Самый лучший способ выйти из неловкого положения при случайном столкновении, когда просто уйти — непосильно для нервов, это отступить с помощью каких-нибудь кульбитов. Эмили немедленно завертелась по палубе колесом.

Сохранять при этом определенное направление было очень трудно, и голова кружилась страшно, но она должна была продолжать крутиться, пока не скроется из виду или не помрет.

И тут Рейчел, сидевшая на верхушке грот-мачты, впервые уронила свой штырь для сращивания канатов. Она испустила ужасный вопль — потому что ей виделось, как падает младенец и как его мозги выплескиваются на палубу.

Йонсен издал лишь слабое тревожное ворчанье — мужчины никогда не смогут выучиться так пронзительно визжать всем своим существом, как это делают женщины.

Но отчаянней всех завопила Эмили — ее вопль раздался через несколько секунд после первых двух: мерзкая железка вибрировала, вонзившись в палубу — и по дороге пробив ей икру. Взвинченные нервы, тошнота от головокружения, соединившись с шоком и болью, сообщили ее крику душераздирающую, мучительную остроту. Йонсен в один миг был подле нее, подхватил и, горько рыдающую, отнес вниз, в каюту. Там сидела Маргарет, склонившись над починкой каких-то вещей, ссутулив худенькие плечи, тихонько напевая и чувствуя себя смертельно больной.

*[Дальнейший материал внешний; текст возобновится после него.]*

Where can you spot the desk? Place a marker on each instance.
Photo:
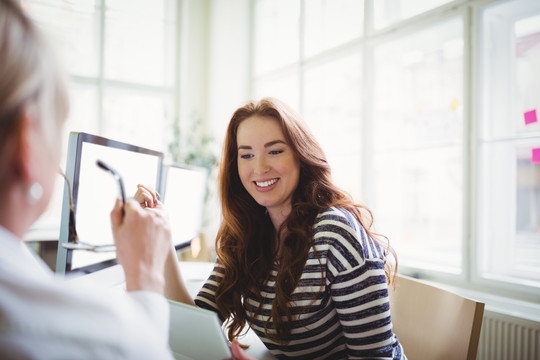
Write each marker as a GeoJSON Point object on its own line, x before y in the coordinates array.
{"type": "Point", "coordinates": [195, 274]}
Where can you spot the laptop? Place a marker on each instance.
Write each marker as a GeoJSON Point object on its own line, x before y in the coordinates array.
{"type": "Point", "coordinates": [196, 333]}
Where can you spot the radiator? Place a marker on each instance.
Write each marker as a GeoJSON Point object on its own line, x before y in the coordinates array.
{"type": "Point", "coordinates": [506, 337]}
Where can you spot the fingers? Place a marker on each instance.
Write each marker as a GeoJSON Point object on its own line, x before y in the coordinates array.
{"type": "Point", "coordinates": [146, 196]}
{"type": "Point", "coordinates": [238, 353]}
{"type": "Point", "coordinates": [116, 214]}
{"type": "Point", "coordinates": [143, 242]}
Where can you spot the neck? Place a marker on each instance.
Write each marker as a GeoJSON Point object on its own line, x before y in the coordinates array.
{"type": "Point", "coordinates": [16, 214]}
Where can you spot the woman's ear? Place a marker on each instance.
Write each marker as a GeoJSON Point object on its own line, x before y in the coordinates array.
{"type": "Point", "coordinates": [23, 148]}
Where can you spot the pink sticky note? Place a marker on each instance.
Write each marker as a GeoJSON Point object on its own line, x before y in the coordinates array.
{"type": "Point", "coordinates": [535, 158]}
{"type": "Point", "coordinates": [530, 117]}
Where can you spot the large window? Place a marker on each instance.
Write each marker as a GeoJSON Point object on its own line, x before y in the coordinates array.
{"type": "Point", "coordinates": [509, 143]}
{"type": "Point", "coordinates": [427, 111]}
{"type": "Point", "coordinates": [121, 58]}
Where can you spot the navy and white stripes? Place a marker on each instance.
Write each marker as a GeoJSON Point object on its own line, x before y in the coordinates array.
{"type": "Point", "coordinates": [340, 307]}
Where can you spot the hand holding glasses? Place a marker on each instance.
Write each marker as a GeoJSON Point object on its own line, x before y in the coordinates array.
{"type": "Point", "coordinates": [73, 239]}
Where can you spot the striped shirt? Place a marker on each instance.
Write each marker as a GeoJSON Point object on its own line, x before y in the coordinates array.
{"type": "Point", "coordinates": [347, 316]}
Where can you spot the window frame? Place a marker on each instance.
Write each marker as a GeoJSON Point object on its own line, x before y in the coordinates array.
{"type": "Point", "coordinates": [470, 277]}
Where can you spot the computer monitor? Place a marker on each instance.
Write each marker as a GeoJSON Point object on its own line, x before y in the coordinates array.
{"type": "Point", "coordinates": [94, 192]}
{"type": "Point", "coordinates": [183, 195]}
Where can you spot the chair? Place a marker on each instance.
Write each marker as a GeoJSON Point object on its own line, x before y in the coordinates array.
{"type": "Point", "coordinates": [432, 323]}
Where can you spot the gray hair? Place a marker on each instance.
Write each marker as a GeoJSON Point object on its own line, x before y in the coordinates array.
{"type": "Point", "coordinates": [30, 76]}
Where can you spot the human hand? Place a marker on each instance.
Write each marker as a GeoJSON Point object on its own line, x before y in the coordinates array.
{"type": "Point", "coordinates": [143, 242]}
{"type": "Point", "coordinates": [238, 352]}
{"type": "Point", "coordinates": [146, 196]}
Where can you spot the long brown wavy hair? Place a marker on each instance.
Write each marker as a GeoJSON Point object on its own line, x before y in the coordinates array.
{"type": "Point", "coordinates": [246, 241]}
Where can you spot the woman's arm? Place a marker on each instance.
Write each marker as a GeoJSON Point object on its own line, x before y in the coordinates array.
{"type": "Point", "coordinates": [175, 288]}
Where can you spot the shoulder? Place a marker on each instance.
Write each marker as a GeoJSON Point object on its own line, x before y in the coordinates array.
{"type": "Point", "coordinates": [340, 232]}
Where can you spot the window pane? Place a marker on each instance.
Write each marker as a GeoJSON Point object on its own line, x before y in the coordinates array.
{"type": "Point", "coordinates": [283, 87]}
{"type": "Point", "coordinates": [74, 30]}
{"type": "Point", "coordinates": [509, 213]}
{"type": "Point", "coordinates": [139, 42]}
{"type": "Point", "coordinates": [329, 23]}
{"type": "Point", "coordinates": [418, 206]}
{"type": "Point", "coordinates": [518, 34]}
{"type": "Point", "coordinates": [388, 12]}
{"type": "Point", "coordinates": [509, 177]}
{"type": "Point", "coordinates": [138, 117]}
{"type": "Point", "coordinates": [333, 110]}
{"type": "Point", "coordinates": [276, 34]}
{"type": "Point", "coordinates": [419, 88]}
{"type": "Point", "coordinates": [417, 122]}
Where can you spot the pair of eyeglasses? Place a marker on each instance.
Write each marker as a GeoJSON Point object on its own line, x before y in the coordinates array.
{"type": "Point", "coordinates": [73, 239]}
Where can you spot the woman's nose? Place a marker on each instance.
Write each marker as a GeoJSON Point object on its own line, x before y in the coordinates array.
{"type": "Point", "coordinates": [261, 166]}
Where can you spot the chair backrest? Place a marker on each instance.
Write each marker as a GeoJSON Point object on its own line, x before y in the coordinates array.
{"type": "Point", "coordinates": [433, 323]}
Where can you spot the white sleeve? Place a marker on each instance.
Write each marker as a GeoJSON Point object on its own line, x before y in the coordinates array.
{"type": "Point", "coordinates": [157, 308]}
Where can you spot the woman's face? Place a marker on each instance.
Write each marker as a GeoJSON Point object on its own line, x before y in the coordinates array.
{"type": "Point", "coordinates": [267, 165]}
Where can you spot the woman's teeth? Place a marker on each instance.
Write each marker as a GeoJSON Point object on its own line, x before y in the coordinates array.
{"type": "Point", "coordinates": [266, 183]}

— Брысь отсюда! — произнес Йонсен зверским шепотом. Без единого слова или жеста Маргарет собрала свое шитье и поднялась на палубу.

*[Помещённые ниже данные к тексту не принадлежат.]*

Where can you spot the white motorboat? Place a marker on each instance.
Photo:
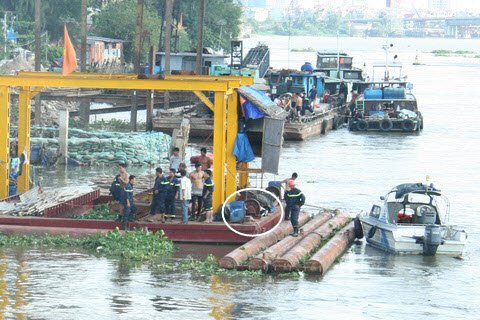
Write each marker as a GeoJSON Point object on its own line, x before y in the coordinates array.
{"type": "Point", "coordinates": [412, 220]}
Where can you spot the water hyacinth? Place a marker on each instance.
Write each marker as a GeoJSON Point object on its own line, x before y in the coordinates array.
{"type": "Point", "coordinates": [136, 245]}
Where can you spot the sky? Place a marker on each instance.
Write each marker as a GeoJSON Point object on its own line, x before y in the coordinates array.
{"type": "Point", "coordinates": [456, 5]}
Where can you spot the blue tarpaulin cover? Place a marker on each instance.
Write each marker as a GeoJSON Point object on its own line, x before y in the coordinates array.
{"type": "Point", "coordinates": [256, 104]}
{"type": "Point", "coordinates": [242, 149]}
{"type": "Point", "coordinates": [250, 110]}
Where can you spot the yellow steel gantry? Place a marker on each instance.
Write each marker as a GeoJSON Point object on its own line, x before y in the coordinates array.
{"type": "Point", "coordinates": [225, 107]}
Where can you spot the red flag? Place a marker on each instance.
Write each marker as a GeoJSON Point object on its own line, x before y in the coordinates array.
{"type": "Point", "coordinates": [180, 22]}
{"type": "Point", "coordinates": [69, 57]}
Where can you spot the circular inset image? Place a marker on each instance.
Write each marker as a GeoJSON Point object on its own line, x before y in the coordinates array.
{"type": "Point", "coordinates": [253, 207]}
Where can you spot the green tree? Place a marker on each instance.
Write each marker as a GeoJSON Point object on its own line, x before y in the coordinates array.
{"type": "Point", "coordinates": [221, 24]}
{"type": "Point", "coordinates": [117, 20]}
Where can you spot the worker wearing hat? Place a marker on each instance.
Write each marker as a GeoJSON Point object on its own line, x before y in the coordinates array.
{"type": "Point", "coordinates": [294, 199]}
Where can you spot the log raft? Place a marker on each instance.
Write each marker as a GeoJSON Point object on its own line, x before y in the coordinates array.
{"type": "Point", "coordinates": [280, 252]}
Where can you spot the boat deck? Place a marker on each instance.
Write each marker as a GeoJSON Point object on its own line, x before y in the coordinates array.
{"type": "Point", "coordinates": [200, 232]}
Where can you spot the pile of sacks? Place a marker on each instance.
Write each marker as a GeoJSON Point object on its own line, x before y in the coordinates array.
{"type": "Point", "coordinates": [103, 147]}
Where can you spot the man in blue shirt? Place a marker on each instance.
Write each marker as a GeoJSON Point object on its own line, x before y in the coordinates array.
{"type": "Point", "coordinates": [307, 67]}
{"type": "Point", "coordinates": [129, 208]}
{"type": "Point", "coordinates": [294, 199]}
{"type": "Point", "coordinates": [207, 195]}
{"type": "Point", "coordinates": [172, 194]}
{"type": "Point", "coordinates": [159, 194]}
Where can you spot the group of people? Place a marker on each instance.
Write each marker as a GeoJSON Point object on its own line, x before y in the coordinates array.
{"type": "Point", "coordinates": [122, 192]}
{"type": "Point", "coordinates": [194, 190]}
{"type": "Point", "coordinates": [294, 200]}
{"type": "Point", "coordinates": [297, 103]}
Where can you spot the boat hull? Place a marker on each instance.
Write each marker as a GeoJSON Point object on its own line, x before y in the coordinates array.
{"type": "Point", "coordinates": [402, 239]}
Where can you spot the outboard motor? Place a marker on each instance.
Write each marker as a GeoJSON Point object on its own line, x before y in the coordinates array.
{"type": "Point", "coordinates": [431, 240]}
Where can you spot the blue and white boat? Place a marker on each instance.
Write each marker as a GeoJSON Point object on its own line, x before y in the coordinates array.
{"type": "Point", "coordinates": [412, 220]}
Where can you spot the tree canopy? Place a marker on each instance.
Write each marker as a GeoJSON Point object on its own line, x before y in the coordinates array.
{"type": "Point", "coordinates": [116, 19]}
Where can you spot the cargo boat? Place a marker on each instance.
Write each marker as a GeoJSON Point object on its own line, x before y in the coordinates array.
{"type": "Point", "coordinates": [386, 107]}
{"type": "Point", "coordinates": [412, 220]}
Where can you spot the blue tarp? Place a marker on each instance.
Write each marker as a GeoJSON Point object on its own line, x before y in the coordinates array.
{"type": "Point", "coordinates": [242, 149]}
{"type": "Point", "coordinates": [251, 111]}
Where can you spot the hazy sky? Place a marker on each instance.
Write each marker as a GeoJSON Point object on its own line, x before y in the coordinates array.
{"type": "Point", "coordinates": [456, 5]}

Йонсен как следует намочил тряпицу в стокгольмском дегте и не без сноровки замотал Эмили ногу, хотя деготь, конечно, был для нее очень болезненным снадобьем. Она исходила криком, пока он укладывал ее на свою койку. Когда она, продолжая лить слезы, открыла глаза и увидела его, склонившегося над ней, увидела рубленые черты его лица, выражающего лишь заботу и почти самозабвенное сострадание, ее охватила такая радость, что ее наконец простили, что она протянула к нему руки и поцеловала его. Он опустился на рундук и сидел, тихонько покачиваясь взад-вперед. Эмили сморило на несколько минут, когда она очнулась, он все еще был там.

— Расскажите мне про то, как вы были маленьким, — сказала она.

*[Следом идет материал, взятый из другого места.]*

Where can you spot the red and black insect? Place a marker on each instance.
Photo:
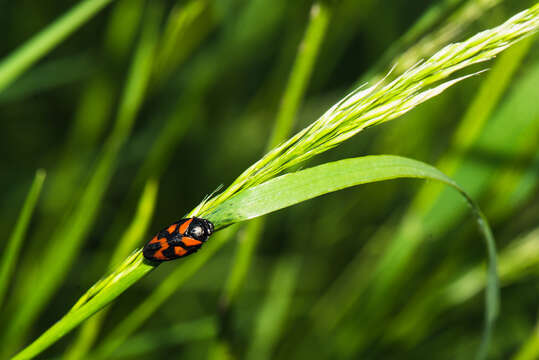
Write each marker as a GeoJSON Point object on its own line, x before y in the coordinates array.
{"type": "Point", "coordinates": [180, 239]}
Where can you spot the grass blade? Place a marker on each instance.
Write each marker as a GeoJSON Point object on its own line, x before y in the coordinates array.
{"type": "Point", "coordinates": [274, 310]}
{"type": "Point", "coordinates": [35, 48]}
{"type": "Point", "coordinates": [13, 247]}
{"type": "Point", "coordinates": [68, 239]}
{"type": "Point", "coordinates": [131, 238]}
{"type": "Point", "coordinates": [270, 196]}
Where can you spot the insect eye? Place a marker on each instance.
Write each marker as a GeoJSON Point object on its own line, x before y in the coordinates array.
{"type": "Point", "coordinates": [197, 231]}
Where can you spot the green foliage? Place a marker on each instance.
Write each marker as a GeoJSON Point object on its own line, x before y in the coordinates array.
{"type": "Point", "coordinates": [208, 85]}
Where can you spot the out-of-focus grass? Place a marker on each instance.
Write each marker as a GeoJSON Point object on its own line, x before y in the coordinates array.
{"type": "Point", "coordinates": [207, 112]}
{"type": "Point", "coordinates": [67, 239]}
{"type": "Point", "coordinates": [15, 241]}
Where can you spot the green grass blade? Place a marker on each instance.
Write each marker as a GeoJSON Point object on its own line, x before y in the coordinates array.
{"type": "Point", "coordinates": [68, 239]}
{"type": "Point", "coordinates": [166, 288]}
{"type": "Point", "coordinates": [154, 341]}
{"type": "Point", "coordinates": [271, 318]}
{"type": "Point", "coordinates": [453, 26]}
{"type": "Point", "coordinates": [295, 91]}
{"type": "Point", "coordinates": [35, 48]}
{"type": "Point", "coordinates": [293, 188]}
{"type": "Point", "coordinates": [270, 196]}
{"type": "Point", "coordinates": [132, 270]}
{"type": "Point", "coordinates": [301, 73]}
{"type": "Point", "coordinates": [131, 238]}
{"type": "Point", "coordinates": [13, 247]}
{"type": "Point", "coordinates": [381, 102]}
{"type": "Point", "coordinates": [530, 349]}
{"type": "Point", "coordinates": [419, 221]}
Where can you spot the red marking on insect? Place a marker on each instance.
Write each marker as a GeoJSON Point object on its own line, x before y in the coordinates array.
{"type": "Point", "coordinates": [168, 244]}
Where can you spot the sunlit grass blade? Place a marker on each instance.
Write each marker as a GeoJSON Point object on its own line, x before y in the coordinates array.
{"type": "Point", "coordinates": [14, 243]}
{"type": "Point", "coordinates": [355, 112]}
{"type": "Point", "coordinates": [35, 48]}
{"type": "Point", "coordinates": [383, 102]}
{"type": "Point", "coordinates": [130, 239]}
{"type": "Point", "coordinates": [434, 210]}
{"type": "Point", "coordinates": [68, 238]}
{"type": "Point", "coordinates": [44, 77]}
{"type": "Point", "coordinates": [530, 349]}
{"type": "Point", "coordinates": [290, 103]}
{"type": "Point", "coordinates": [270, 196]}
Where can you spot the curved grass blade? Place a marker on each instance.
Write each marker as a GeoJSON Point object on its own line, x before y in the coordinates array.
{"type": "Point", "coordinates": [22, 58]}
{"type": "Point", "coordinates": [270, 196]}
{"type": "Point", "coordinates": [13, 247]}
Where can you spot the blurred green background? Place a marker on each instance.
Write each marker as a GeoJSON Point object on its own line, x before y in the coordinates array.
{"type": "Point", "coordinates": [183, 95]}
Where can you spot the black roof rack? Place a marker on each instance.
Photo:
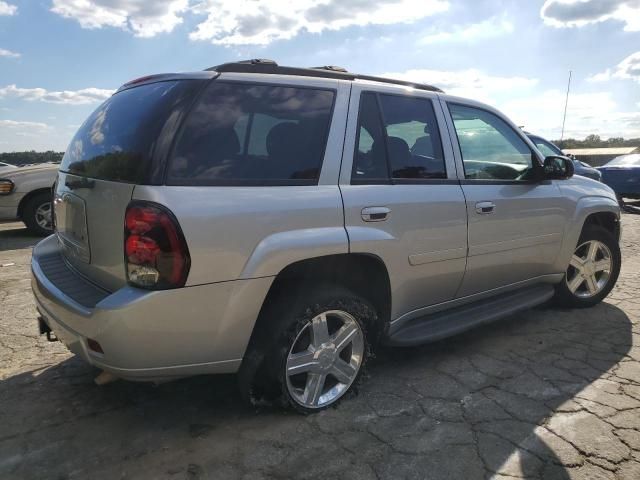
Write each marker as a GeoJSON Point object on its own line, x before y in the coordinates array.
{"type": "Point", "coordinates": [266, 66]}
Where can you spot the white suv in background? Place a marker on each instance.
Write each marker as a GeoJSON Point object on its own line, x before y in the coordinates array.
{"type": "Point", "coordinates": [25, 194]}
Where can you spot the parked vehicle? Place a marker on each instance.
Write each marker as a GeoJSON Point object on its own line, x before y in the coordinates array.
{"type": "Point", "coordinates": [580, 168]}
{"type": "Point", "coordinates": [25, 194]}
{"type": "Point", "coordinates": [6, 166]}
{"type": "Point", "coordinates": [622, 174]}
{"type": "Point", "coordinates": [280, 222]}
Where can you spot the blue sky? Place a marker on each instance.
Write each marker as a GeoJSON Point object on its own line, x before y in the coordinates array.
{"type": "Point", "coordinates": [60, 58]}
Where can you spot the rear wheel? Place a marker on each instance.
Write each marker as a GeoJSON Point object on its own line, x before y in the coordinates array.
{"type": "Point", "coordinates": [37, 214]}
{"type": "Point", "coordinates": [324, 338]}
{"type": "Point", "coordinates": [593, 269]}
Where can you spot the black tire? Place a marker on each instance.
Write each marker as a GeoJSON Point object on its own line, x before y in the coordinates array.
{"type": "Point", "coordinates": [565, 297]}
{"type": "Point", "coordinates": [29, 214]}
{"type": "Point", "coordinates": [262, 377]}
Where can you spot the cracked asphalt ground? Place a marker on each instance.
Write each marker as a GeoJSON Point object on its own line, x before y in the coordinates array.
{"type": "Point", "coordinates": [549, 393]}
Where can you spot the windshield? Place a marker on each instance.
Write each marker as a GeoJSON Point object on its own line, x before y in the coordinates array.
{"type": "Point", "coordinates": [116, 142]}
{"type": "Point", "coordinates": [625, 161]}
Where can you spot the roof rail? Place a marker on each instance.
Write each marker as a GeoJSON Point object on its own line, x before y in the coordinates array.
{"type": "Point", "coordinates": [266, 66]}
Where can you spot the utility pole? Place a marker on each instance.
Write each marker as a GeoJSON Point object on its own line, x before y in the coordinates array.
{"type": "Point", "coordinates": [566, 102]}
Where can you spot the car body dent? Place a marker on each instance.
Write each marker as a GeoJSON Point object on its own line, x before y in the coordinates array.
{"type": "Point", "coordinates": [277, 251]}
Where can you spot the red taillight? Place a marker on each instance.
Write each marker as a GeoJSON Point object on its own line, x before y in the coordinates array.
{"type": "Point", "coordinates": [156, 253]}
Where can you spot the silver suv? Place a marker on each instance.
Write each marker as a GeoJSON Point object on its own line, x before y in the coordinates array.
{"type": "Point", "coordinates": [282, 222]}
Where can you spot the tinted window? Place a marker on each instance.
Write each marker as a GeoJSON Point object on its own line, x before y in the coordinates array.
{"type": "Point", "coordinates": [253, 134]}
{"type": "Point", "coordinates": [398, 135]}
{"type": "Point", "coordinates": [370, 160]}
{"type": "Point", "coordinates": [490, 148]}
{"type": "Point", "coordinates": [116, 142]}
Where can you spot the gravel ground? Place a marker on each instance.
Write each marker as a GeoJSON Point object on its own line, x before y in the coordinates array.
{"type": "Point", "coordinates": [547, 394]}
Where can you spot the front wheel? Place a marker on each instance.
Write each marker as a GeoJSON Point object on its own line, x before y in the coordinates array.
{"type": "Point", "coordinates": [593, 269]}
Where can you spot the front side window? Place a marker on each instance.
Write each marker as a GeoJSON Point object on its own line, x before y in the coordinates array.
{"type": "Point", "coordinates": [491, 149]}
{"type": "Point", "coordinates": [398, 139]}
{"type": "Point", "coordinates": [253, 134]}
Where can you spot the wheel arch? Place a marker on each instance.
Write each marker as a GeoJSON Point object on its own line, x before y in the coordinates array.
{"type": "Point", "coordinates": [603, 211]}
{"type": "Point", "coordinates": [364, 274]}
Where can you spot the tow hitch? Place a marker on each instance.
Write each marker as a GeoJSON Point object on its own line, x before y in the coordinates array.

Йонсен сидел молча, напрягая свой неповоротливый ум, чтобы мысленно перенестись назад, в прошлое.

— Когда я был мальцом, считалось, что не будет удачи, если сам смазываешь жиром свои морские сапоги. Моя тетушка мне мои смазывала перед тем, как нам выйти на люггере.

Он смолк на некоторое время.

— Мы делили рыбу на шесть частей — одну хозяину судна и по одной каждому из нас.

И это было все. Но для Эмили это представляло величайший интерес, и она снова ненадолго уснула, совершенно счастливая.

В течение нескольких дней капитану и помощнику пришлось делить оставшуюся койку и спать по очереди; одному Богу ведомо, в какую нору была сослана Маргарет. Глубокая рана на ноге у Эмили была из тех, что заживают медленно. Как назло, дело ухудшалось еще и тем, что погода стала крайне неустойчивой: когда она бодрствовала, все было хорошо, но стоило ей уснуть, ее начинало мотать по койке, и тогда, разумеется, боль опять ее будила, а это приводило ее в лихорадочное и нервное состояние, хотя сама по себе нога шла на поправку лучше некуда. Другие дети, конечно, приходили взглянуть на нее, но радости им в том было мало, потому что делать внизу, в каюте, было совершенно нечего, а первоначальная новизна доступности этой святыни для паломничества была утрачена. Так что их посещения были формальными и краткими. Но у этих мышек, должно быть, теперь, в отсутствие кошки, по ночам возродилось доброе старое время — они были сами себе предоставлены там, в носовой части трюма. С утра по ним это было очень даже заметно.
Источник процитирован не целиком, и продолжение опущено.